Il fait ses débuts derrière la caméra avec Yuki & Nina. Il parle de cette nouvelle expérience de mise en scène, de la gauche française, de Joann Sfar et des minarets en Suisse.
Vous coréalisez Yuki & Nina avec le Japonais Nobuhiro Suwa. Comment vous êtes-vous re-trouvé sur ce projet singulier ?
Suwa cherchait un acteur pour son précédent film, Un couple parfait. On s’était rencontrés, on avait pas mal discuté, on s’était bien entendus. Il avait finalement pris Bruno Todeschini, très bon choix. Il m’a recontacté pour ce projet. Coréaliser un film, avec un Japonais, qui ne parle pas bien le français… Génial ! J’ai dit oui tout de suite. C’était une chance inouïe de faire un truc ovniesque.
Cette expérience vous a-t-elle appris des choses sur le cinéma ?
Je n’avais jamais connu de mise en scène permettant à ce point-là l’improvisation. Grâce à Suwa, je me suis rendu compte qu’on pouvait faire des films ultralibres, sans tenir compte d’aucune règle. On tournait dans l’ordre chronologique, il n’y avait rien de programmatique. Ce processus permettait aux enfants acteurs de développer leur personnage de façon très naturelle. Faire ce film, c’était aussi vivre des choses, et peut-être que cela se voit à l’écran.
Depuis l’élection de Nicolas Sarkozy, on vit une période particulière en France : omniprésidence, crise de la gauche, sur fond de globalisation. Suivez-vous de près notre feuilleton politique national ?

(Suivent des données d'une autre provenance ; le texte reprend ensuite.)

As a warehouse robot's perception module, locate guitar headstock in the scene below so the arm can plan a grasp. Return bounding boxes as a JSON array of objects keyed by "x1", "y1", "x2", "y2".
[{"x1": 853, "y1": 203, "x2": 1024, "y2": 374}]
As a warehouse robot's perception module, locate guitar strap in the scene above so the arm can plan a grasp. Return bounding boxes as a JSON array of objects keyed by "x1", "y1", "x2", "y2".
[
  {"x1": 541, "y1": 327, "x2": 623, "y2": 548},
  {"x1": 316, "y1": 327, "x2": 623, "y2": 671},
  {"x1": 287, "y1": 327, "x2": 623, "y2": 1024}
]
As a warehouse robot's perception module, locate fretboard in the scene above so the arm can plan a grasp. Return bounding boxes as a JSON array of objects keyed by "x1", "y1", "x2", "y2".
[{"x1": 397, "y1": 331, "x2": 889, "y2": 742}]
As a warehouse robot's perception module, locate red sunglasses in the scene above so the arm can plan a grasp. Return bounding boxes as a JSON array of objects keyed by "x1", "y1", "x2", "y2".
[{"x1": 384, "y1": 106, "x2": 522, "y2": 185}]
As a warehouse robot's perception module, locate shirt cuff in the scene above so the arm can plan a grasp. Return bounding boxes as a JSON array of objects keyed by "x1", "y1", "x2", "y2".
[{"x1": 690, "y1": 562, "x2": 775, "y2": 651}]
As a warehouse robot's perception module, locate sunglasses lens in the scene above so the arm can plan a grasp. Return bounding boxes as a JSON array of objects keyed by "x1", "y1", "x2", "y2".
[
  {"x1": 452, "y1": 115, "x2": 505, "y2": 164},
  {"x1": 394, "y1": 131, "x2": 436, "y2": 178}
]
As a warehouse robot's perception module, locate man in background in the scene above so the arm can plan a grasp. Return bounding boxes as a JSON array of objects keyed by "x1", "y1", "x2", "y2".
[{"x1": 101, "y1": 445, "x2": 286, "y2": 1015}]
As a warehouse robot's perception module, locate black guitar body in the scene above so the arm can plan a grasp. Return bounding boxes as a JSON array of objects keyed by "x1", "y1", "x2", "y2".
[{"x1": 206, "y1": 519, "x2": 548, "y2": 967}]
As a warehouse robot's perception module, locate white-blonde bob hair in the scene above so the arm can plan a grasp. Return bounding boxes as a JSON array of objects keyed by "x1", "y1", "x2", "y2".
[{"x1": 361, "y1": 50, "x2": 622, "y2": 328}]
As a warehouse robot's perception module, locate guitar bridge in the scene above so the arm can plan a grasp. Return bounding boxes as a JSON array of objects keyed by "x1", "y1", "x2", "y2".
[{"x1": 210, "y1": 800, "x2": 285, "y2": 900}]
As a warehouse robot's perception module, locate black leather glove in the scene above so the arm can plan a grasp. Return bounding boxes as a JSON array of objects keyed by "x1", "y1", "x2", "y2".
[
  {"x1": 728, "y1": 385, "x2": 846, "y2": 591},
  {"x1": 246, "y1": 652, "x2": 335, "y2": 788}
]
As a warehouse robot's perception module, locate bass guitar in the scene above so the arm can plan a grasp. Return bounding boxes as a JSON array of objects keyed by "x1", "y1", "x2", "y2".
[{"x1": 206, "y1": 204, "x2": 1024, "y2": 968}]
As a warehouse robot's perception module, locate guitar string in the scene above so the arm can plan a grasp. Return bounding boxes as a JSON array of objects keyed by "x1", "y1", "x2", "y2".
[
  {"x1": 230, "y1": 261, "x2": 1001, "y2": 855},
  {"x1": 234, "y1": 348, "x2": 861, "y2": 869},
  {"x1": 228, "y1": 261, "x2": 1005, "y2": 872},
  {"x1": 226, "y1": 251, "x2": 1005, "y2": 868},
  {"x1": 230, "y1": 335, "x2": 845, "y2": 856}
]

Je me dis que la grande claque pour la gauche française, ça a été la démission de Jospin le 21 avril 2002. Un traumatisme pas encore accepté, compris et digéré. On sait que la politique est dégueulasse : c’est sale, il faut se battre… Jospin arrive, dit “J’suis pas comme ça, j’suis propre”, c’était du Capra. Il faut se remettre de cette défaite de Capra.
Comment refaire un film sur le bonheur après La vie est belle ?
Compliqué. C’est un peu ce que vit la gauche française. On ne se remet pas d’avoir été propre, d’être parti au combat sans gants lestés. Les gants en face étaient lestés et on s’est fait étaler.
Le débat sur l’identité nationale vous intéresse ?
C’est une question instrumentalisée et un débat passionnant en soi. Joann Sfar dit : “Je suis français, et ma patrie, c’est le musée du Louvre.” Belle image. Au Louvre, il y a le monde entier, il y a une idée derrière ce rassemblement d’œuvres. On ressemble aussi à l’image qu’on donne de soi et qu’on a de soi. La France est un pays souvent dans la pose, dans la conscience de son image. Notre identité nationale, ce ne sont peut-être que ces tableaux exposés dans le plus grand musée du monde ?
Les Suisses ont voté pour l’interdiction des minarets. Cela vous inspire quoi ?
La campagne de leur parti de droite a été ignoble. Regardez bien leur affiche (une femme en burqa, des minarets en forme de missile surplombant le drapeau suisse) : ça me rappelle les affiches de la Seconde Guerre mondiale. Ça, après l’arrestation de Polanski… Depuis qu’on a levé le secret bancaire, c’est le bordel en Suisse !
Vous suivrez le sommet de Copenhague sur le réchauffement climatique ?
L’enjeu politique est énorme, on est obligés d’attendre quelque chose de cette réunion. Certains disent ne rien attendre, mais beaucoup de gens craignent peut-être qu’il en sorte quelque chose. Si la Terre est un village de 100 habitants, un seul habitant possède une voiture, une télé et mange tous les jours. Alors s’il sort des mesures concrètes de ce sommet, oui, ça va bouleverser la vie quotidienne de cet habitant qu’est l’Occidental moyen.